Naturalmente, lui aveva ragione, ed io torto. Nel momento in cui lo sportello della lanterna si richiudeva sulla fiammella gialla e la trasformava in un raggio violetto, un vortice ci prese, ci fece roteare su noi stessi, ci spinse a monte per un centinaio di passi e più, mentre i rematori ritiravano i remi, e ci lasciò in una baia in miniatura, quieta come la polla di un mulino e piena per metà di vivaci barche di piacere. Una fila di scalini, molto simili a quelli dai quali, da ragazzo, solevo tuffarmi nel Gyoll, per quanto fossero più puliti, usciva dalle profondità del fiume e saliva verso il chiarore delle torce e gli elaborati cancelli del palazzo.

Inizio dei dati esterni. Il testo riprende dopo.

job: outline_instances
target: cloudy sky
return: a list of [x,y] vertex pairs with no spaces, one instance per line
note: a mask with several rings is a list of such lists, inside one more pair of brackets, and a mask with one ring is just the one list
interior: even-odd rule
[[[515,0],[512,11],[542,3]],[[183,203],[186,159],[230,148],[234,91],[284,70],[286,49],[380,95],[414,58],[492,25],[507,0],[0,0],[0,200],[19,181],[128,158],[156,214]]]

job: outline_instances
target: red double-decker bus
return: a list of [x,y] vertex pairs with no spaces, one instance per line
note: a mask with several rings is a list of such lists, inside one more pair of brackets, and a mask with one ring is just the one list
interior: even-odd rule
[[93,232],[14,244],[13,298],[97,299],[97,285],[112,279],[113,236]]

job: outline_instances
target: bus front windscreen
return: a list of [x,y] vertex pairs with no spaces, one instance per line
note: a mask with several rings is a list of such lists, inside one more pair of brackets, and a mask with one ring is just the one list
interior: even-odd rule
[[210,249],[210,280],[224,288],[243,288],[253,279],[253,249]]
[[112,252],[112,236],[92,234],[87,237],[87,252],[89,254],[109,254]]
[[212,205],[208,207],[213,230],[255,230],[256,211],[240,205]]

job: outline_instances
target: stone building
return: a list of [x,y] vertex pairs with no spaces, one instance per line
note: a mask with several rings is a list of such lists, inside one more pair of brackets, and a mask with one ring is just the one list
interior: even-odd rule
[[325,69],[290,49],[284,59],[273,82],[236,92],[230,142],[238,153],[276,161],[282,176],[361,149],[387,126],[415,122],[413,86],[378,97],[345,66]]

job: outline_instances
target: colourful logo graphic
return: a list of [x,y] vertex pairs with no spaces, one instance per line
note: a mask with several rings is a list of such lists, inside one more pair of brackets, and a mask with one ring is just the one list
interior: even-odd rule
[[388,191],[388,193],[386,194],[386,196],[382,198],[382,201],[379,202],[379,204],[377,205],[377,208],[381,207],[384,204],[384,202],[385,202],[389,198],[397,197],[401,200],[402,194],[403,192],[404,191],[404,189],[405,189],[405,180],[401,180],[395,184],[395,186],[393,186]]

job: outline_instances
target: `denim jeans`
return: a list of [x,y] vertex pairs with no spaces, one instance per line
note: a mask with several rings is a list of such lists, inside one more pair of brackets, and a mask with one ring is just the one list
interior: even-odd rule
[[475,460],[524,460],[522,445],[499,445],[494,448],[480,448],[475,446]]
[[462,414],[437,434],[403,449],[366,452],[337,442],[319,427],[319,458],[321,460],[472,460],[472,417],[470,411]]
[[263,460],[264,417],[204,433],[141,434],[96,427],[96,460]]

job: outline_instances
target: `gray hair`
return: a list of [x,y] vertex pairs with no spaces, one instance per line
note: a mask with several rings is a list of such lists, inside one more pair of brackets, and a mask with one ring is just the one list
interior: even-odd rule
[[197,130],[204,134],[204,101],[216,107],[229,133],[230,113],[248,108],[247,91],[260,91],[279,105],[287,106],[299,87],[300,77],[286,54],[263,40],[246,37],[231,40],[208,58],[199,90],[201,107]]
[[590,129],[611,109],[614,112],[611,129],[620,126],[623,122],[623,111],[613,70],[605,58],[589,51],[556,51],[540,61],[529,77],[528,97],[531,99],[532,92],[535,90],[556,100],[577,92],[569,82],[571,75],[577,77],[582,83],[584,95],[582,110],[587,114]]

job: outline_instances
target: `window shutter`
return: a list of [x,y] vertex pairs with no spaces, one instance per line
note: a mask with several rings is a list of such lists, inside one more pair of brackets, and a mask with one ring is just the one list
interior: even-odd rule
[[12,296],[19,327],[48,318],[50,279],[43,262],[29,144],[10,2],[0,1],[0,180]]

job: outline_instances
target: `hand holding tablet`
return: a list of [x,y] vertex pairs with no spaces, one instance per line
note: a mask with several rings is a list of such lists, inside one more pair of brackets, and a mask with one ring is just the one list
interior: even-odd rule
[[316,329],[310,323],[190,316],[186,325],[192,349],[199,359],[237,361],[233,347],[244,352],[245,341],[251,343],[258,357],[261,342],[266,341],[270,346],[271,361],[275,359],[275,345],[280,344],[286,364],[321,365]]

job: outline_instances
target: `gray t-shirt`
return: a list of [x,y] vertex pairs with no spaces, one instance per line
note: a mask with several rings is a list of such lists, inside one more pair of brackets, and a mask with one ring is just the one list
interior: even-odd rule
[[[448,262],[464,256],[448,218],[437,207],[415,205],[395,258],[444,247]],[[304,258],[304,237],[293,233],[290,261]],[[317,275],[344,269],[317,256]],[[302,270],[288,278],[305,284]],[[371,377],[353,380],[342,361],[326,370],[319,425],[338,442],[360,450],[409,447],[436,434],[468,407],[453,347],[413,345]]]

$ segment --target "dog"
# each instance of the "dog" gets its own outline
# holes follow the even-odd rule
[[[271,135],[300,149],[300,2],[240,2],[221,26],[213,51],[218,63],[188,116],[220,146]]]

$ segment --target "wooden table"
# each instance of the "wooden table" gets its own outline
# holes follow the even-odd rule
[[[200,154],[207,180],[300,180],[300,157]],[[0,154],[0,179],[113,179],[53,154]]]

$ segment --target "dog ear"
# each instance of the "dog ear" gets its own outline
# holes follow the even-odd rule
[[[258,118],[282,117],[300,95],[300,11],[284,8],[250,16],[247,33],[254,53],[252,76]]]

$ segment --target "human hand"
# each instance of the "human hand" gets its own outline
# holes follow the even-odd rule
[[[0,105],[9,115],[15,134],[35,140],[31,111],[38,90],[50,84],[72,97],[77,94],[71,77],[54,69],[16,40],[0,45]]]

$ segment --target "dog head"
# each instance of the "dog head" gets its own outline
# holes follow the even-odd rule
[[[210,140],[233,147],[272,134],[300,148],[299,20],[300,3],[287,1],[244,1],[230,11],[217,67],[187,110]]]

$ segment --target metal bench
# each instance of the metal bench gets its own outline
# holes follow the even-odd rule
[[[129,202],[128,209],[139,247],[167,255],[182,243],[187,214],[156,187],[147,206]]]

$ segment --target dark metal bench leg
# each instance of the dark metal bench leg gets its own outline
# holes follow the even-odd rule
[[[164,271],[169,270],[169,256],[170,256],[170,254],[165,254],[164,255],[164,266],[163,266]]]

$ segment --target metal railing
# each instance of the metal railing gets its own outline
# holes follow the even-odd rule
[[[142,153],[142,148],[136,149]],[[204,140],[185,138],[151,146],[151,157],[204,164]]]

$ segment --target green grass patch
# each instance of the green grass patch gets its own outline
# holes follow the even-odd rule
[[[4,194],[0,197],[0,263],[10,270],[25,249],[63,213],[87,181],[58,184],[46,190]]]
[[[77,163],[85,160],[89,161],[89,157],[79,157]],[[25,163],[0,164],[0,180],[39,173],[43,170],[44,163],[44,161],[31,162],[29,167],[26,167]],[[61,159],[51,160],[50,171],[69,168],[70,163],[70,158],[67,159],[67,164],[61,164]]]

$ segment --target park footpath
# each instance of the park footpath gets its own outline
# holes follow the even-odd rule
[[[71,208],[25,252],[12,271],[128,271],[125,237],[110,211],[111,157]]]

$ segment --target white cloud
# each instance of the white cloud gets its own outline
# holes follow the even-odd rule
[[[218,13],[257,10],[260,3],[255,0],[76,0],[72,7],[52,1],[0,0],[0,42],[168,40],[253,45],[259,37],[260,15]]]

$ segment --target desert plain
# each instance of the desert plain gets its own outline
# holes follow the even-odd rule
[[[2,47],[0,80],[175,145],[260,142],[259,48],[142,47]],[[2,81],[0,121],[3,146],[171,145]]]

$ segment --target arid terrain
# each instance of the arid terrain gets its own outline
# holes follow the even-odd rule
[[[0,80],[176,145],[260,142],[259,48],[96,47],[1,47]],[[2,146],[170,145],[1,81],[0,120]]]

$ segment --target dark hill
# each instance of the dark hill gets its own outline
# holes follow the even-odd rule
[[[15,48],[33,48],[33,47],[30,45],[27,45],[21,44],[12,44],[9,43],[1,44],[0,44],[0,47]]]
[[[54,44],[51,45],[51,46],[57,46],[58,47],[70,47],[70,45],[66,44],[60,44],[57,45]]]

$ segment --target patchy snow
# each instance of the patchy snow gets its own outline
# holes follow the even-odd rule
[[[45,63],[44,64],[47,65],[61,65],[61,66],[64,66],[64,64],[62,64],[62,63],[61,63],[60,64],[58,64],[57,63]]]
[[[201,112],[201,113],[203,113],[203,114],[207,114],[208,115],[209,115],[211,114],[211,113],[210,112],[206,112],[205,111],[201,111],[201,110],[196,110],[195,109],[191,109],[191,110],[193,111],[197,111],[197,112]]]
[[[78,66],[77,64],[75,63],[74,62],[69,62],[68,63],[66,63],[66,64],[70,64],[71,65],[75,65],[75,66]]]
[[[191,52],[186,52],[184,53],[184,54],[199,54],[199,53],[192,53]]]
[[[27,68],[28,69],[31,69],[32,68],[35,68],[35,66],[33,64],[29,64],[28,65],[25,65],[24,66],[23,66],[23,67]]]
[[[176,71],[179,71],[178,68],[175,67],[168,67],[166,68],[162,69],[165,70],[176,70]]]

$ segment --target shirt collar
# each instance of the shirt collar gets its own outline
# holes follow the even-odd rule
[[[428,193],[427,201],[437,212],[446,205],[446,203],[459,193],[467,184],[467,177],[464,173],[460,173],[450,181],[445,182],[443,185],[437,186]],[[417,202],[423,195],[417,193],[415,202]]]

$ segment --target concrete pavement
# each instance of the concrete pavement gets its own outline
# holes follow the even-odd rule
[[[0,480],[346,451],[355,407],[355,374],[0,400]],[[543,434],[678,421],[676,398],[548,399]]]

Avevo visto spesso il palazzo dal Vincula, e quindi sapevo che non era una struttura sotterranea modellata sull’esempio della Casa Assoluta, come avrei potuto aspettarmi. Non era neppure una cupa fortezza come lo era stata la nostra Cittadella… a quanto pareva, l’arconte ed i suoi predecessori avevano ritenuto che i punti di forza rappresentati dal Castello di Acies e dal Capulus, collegati com’erano da mura e forti che si stendevano lungo le creste delle colline, garantissero una sufficiente sicurezza alla città. Qui nel palazzo, i terrapieni erano semplici strutture squadrate destinate soprattutto ad impedire la vista ai curiosi ed a bloccare eventuali ladri. Gli edifici dalle cupole dorate erano sparpagliati su un giardino che sembrava al contempo intimo e colorato, e, visti dalla mia finestra della bertesca, mi erano sembrati perle cadute dal loro filo e sparpagliatesi su un tappeto multicolore.

C’erano alcune sentinelle vicino alle porte di filigrana, soldati a piedi con corazza ed elmetto d’acciaio, con le lance fiammeggianti e lunghe spade da cavalleria, ma essi avevano l’aria di attori dilettanti o di comparse, uomini cordiali ma temprati, che godevano di quella breve pausa ai combattimenti ed al servizio di pattuglia. I due soldati cui mostrai il mio cerchietto di carta dipinto gli diedero a malapena un’occhiata prima di lasciarmi entrare.